In Manila, the president will address a joint session of the Philippine Congress, the first U.S. president to do so since Dwight David Eisenhower in 1960, and this will be his second meeting with Philippine President Gloria Macapagal-Arroyo in six months, signifying the closest relationship that the Philippines has had with the U.S. since the end of the cold war. The Philippines was named “major U.S. non-NATO ally” in early October, fulfilling a commitment that Bush made to Arroyo during her state visit in May this year. This designation, which provides the country with privileged access to weapons and sharing of intelligence, includes such countries as Australia, Bahrain, Japan, Israel, Egypt, South Korea, and Argentina.
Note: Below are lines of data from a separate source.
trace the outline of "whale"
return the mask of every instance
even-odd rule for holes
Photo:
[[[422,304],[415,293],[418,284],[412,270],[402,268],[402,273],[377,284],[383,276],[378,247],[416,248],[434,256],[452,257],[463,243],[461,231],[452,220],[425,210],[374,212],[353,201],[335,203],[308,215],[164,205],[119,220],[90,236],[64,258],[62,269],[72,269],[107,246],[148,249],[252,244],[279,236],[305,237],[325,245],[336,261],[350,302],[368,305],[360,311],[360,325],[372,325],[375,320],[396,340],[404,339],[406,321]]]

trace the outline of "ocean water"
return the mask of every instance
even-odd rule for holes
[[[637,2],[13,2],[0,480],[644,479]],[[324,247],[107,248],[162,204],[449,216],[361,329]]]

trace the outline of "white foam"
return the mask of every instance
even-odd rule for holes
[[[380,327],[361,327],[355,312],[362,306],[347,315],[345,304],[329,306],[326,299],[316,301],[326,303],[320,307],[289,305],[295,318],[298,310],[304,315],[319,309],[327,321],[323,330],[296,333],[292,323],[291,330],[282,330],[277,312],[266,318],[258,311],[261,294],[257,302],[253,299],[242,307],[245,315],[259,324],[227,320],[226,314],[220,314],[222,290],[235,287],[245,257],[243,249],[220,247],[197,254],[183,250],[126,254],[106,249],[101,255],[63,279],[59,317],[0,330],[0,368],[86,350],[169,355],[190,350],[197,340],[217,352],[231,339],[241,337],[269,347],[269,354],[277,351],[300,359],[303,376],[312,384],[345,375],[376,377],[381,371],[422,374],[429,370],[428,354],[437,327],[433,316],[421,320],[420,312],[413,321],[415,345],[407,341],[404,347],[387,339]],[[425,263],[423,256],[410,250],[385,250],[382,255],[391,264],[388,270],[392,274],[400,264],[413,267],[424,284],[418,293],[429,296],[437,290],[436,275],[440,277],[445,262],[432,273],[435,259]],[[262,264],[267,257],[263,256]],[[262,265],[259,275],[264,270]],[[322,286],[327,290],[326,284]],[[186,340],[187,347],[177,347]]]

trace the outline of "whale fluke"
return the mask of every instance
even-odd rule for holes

It is expected that during this trip Thailand will also be designated as such an ally.

Joint military exercises in the Philippines continue to increase dramatically, but closer ties to the Philippines extend well beyond operations aimed at groups such as the Abu Sayyaf. Last year the Bush and Arroyo administrations signed a Mutual Logistics and Support Agreement that facilitates the sourcing of supplies in the Philippines. One of many such agreements the U.S. has signed worldwide, the agreements are part of the Pentagon’s efforts to insure its global reach through “places not bases”–enabling long-range military operations without the financial cost and political opposition created by permanent U.S. bases.